Anonymous Permission and Mail Enabled Folders
If the folder is mail enabled, then the anonymous permission needs at least contributor rights to be able to receive email. Contributor can email the folder, but cannot see it or modify the contents.
This permission can catch people out when they have a mail enabled folder which they want to use internally but hide from the users. The anonymous permission does not apply to a user with Outlook on the same server. They are not anonymous, but are an authenticated user.
Therefore if you want internal users to be able to email a public folder, then they need at contributor rights.
Use your equivalent of "All Staff" to grant that permission to everyone, then increase the permissions as required for the people who need to access it.
Use Groups and not Individuals Where Possible
This is quite obvious really. Using a group is always better than setting permissions to individuals. Particularly when you are setting the owner right to someone in the IT team.
For Owner type permissions, create a group called "Email Admins" and then grant this group owner of all of your public folders. Should someone in IT then leave, they can be removed from the group without having to worry about permissions on the individual folders. It also helps if you need to delegate access to someone without giving them access to their entire Exchange system.
In many cases users don't need owner rights. This can give them more permissions than they need. It may also lead to someone deleting a folder in error, particularly if they are a non-technical user. Modify the permissions so that the user has just the rights that they need, without giving them too many. If your number of public folders is quite small, then it no trouble for the administrator to have to make some changes to the public folders which the users cannot.

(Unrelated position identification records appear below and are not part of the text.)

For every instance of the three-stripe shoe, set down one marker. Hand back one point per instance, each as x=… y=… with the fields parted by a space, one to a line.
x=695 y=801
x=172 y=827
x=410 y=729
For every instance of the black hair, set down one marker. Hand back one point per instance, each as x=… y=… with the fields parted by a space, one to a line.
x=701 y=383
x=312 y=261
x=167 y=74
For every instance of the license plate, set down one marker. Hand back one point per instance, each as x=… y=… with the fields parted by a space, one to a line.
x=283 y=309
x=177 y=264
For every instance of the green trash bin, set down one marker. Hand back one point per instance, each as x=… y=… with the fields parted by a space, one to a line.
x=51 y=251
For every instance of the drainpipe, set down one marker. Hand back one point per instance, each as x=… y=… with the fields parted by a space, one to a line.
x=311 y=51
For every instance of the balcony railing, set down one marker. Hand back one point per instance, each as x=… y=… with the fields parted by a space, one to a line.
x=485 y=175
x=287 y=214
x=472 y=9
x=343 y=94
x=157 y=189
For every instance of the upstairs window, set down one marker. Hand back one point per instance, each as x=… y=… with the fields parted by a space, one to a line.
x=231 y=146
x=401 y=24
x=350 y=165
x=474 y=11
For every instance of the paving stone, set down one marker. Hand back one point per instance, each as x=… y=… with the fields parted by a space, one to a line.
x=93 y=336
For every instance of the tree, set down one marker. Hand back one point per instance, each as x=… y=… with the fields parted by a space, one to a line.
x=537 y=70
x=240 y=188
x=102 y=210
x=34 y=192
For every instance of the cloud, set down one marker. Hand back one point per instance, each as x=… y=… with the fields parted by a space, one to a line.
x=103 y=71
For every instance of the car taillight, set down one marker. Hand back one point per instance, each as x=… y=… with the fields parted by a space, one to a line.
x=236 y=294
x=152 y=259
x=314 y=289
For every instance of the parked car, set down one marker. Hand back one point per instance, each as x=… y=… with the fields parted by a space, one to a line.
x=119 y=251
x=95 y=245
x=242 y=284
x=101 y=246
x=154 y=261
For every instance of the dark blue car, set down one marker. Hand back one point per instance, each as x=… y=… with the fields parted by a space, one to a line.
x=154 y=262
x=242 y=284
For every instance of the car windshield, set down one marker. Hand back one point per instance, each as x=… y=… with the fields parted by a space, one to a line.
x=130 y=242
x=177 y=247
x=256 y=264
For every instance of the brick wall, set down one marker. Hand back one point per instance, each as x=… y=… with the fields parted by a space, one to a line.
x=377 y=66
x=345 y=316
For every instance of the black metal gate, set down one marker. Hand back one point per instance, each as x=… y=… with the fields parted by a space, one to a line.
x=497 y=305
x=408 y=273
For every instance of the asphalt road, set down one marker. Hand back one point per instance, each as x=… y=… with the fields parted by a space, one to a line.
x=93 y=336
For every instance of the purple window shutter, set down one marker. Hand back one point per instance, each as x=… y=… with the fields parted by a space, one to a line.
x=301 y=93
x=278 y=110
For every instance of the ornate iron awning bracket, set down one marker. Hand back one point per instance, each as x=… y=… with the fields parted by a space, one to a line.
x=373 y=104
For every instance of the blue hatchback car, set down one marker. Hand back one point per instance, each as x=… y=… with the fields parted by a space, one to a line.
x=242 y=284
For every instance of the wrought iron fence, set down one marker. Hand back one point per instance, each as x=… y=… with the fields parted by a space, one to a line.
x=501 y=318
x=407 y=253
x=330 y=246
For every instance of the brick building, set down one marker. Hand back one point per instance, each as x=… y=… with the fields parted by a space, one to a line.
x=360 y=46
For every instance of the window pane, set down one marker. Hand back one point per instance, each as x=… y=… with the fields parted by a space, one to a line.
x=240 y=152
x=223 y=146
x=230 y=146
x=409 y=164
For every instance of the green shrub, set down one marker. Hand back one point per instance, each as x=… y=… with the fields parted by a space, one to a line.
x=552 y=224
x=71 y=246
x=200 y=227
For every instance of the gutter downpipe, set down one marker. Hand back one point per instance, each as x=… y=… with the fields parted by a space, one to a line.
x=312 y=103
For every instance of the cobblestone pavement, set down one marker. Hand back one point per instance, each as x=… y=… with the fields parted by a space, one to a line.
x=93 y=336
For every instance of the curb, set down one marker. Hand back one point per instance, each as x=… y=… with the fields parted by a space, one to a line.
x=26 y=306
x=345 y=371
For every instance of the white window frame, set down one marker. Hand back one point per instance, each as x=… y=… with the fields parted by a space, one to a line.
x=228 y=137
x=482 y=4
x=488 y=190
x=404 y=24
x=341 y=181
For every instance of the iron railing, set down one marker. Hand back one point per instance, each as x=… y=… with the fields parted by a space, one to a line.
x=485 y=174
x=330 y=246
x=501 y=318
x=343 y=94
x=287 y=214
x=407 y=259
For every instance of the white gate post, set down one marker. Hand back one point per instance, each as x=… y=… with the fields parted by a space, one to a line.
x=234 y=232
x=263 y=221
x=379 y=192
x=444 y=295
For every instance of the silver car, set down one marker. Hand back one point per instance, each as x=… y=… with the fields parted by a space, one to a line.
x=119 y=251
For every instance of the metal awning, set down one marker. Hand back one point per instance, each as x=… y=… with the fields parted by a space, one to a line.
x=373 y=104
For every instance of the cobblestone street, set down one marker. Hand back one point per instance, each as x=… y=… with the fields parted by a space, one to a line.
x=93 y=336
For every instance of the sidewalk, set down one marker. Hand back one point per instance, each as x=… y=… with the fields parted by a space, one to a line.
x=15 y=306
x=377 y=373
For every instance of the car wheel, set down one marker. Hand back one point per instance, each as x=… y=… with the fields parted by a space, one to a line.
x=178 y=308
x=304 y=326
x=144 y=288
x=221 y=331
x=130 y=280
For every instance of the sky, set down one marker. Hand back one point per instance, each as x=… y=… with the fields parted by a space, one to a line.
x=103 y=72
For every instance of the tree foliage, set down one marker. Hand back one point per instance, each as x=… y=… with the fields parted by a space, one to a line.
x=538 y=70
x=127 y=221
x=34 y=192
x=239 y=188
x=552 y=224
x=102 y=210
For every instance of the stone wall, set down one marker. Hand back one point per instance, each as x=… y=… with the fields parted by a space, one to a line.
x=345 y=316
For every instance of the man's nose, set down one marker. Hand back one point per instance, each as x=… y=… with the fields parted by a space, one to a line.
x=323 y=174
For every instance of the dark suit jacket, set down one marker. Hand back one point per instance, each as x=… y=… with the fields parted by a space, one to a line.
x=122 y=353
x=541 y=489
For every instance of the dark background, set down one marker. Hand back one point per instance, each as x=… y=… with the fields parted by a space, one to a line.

Public Folder permissions only propagate automatically when the sub folder is first created. Therefore if you are going to be creating a significant hierarchy of public folders, create the parent folder first and set the permissions that you want to propagate down to the new folders. Once you are happy with the permissions, then create the new folders.
If you need to add someone or a group later on, then use the tools in ESM to propagate the settings. Exchange 2003 SP2 is the best tool for this as you can add someone or a group and propagate down without overwriting the existing permissions. There is no equivalent in Exchange 2007.